Sage Quickstart for Statistics¶

This Sage quickstart tutorial was developed for the MAA PREP Workshop “Sage: Using Open-Source Mathematics Software with Undergraduates” (funding provided by NSF DUE 0817071). It is licensed under the Creative Commons Attribution-ShareAlike 3.0 license (CC BY-SA).

Basic Descriptive Statistics¶

Basic statistical functions are best to get from numpy and scipy.stats.

NumPy provides, for example, functions to compute the arithmetic mean and the standard deviation:

Sage

sage: import numpy as np
sage: if int(np.version.short_version[0]) > 1:
....:     np.set_printoptions(legacy="1.25")
sage: np.mean([1, 2, 3, 5])
2.75

sage: np.std([1, 2, 2, 4, 5, 6, 8])  # rel to 1e-13
2.32992949004287

Python

>>> from sage.all import *
>>> import numpy as np
>>> if int(np.version.short_version[Integer(0)]) > Integer(1):
...     np.set_printoptions(legacy="1.25")
>>> np.mean([Integer(1), Integer(2), Integer(3), Integer(5)])
2.75

>>> np.std([Integer(1), Integer(2), Integer(2), Integer(4), Integer(5), Integer(6), Integer(8)])  # rel to 1e-13
2.32992949004287

Sage Live

import numpy as np
if int(np.version.short_version[0]) > 1:
    np.set_printoptions(legacy="1.25")
np.mean([1, 2, 3, 5])
np.std([1, 2, 2, 4, 5, 6, 8])  # rel to 1e-13

SciPy offers many more functions, for example a function to compute the harmonic mean:

Sage

sage: from scipy.stats import hmean
sage: hmean([1, 2, 2, 4, 5, 6, 8])  # rel to 1e-13
2.5531914893617023

Python

>>> from sage.all import *
>>> from scipy.stats import hmean
>>> hmean([Integer(1), Integer(2), Integer(2), Integer(4), Integer(5), Integer(6), Integer(8)])  # rel to 1e-13
2.5531914893617023

Sage Live

from scipy.stats import hmean
hmean([1, 2, 2, 4, 5, 6, 8])  # rel to 1e-13

We do not recommend to use Python’s built in statistics module with Sage.

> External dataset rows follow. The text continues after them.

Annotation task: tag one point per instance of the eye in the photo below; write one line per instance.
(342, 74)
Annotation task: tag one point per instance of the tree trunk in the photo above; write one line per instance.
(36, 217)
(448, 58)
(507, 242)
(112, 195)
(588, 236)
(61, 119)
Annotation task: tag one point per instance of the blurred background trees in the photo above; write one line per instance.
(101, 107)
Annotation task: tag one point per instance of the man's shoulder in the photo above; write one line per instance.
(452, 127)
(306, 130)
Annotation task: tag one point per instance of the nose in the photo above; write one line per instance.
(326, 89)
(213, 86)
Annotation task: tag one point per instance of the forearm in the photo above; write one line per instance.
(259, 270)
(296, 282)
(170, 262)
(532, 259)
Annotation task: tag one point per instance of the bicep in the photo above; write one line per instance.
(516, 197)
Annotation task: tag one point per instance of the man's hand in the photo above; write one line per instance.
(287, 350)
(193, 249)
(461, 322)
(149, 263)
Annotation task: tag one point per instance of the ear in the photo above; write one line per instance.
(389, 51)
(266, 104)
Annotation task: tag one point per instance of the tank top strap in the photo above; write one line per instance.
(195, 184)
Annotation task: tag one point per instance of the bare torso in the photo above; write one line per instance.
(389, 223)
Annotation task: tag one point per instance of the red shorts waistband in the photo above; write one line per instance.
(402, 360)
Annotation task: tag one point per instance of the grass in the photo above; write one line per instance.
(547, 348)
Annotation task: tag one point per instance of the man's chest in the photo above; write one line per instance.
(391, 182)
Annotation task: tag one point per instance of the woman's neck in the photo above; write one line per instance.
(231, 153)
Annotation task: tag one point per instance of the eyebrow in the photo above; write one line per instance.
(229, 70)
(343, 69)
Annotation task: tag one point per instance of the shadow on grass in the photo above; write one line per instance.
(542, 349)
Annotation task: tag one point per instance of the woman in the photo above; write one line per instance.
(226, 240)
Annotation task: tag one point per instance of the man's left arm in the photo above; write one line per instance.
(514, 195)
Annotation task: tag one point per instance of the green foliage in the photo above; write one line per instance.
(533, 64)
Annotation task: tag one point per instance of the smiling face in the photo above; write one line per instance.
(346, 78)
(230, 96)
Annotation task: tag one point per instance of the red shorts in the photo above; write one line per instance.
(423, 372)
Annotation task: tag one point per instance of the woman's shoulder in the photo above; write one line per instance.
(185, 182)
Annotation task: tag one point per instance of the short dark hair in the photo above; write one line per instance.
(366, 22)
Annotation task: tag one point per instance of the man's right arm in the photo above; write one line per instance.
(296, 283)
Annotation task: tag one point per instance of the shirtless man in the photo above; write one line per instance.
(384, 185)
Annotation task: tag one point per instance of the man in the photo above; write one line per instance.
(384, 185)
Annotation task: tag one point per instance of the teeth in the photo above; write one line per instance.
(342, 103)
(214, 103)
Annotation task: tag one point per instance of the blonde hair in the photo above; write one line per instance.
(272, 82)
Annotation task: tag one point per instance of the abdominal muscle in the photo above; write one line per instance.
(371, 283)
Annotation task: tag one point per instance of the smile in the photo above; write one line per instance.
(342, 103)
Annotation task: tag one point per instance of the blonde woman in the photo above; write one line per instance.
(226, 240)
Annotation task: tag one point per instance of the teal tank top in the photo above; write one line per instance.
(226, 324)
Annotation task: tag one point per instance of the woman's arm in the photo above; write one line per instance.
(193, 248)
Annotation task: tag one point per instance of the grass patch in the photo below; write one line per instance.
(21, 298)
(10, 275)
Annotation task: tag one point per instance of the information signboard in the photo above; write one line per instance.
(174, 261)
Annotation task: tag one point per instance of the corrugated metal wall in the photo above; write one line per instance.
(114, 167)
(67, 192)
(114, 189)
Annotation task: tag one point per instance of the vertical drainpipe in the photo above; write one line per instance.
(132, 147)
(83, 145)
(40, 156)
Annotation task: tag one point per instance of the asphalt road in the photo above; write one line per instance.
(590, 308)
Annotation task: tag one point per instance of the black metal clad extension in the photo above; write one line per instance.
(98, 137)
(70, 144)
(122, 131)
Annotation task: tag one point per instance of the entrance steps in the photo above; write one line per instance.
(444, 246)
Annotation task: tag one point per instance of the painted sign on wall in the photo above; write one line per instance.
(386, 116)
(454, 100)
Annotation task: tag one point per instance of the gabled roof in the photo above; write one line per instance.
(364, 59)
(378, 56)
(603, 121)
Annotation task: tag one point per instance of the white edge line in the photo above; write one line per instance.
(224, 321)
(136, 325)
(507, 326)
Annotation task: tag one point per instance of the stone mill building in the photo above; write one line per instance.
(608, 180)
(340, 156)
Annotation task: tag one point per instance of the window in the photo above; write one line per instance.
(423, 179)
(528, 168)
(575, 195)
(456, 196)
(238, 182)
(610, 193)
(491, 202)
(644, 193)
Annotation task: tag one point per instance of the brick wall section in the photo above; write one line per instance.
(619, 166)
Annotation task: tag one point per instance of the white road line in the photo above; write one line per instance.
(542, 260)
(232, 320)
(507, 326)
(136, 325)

It has a known incompatibility with number types defined in Sage, see Issue #28234.

Using R from within Sage¶

The R project is a leading software package for statistical analysis with widespread use in industry and academics.

There are several ways to access R; they are based on the rpy2 package.

One of the easiest is to just put r() around things you want to make into statistical objects, and then …
Use R commands via r.method() to pass them on to Sage for further processing.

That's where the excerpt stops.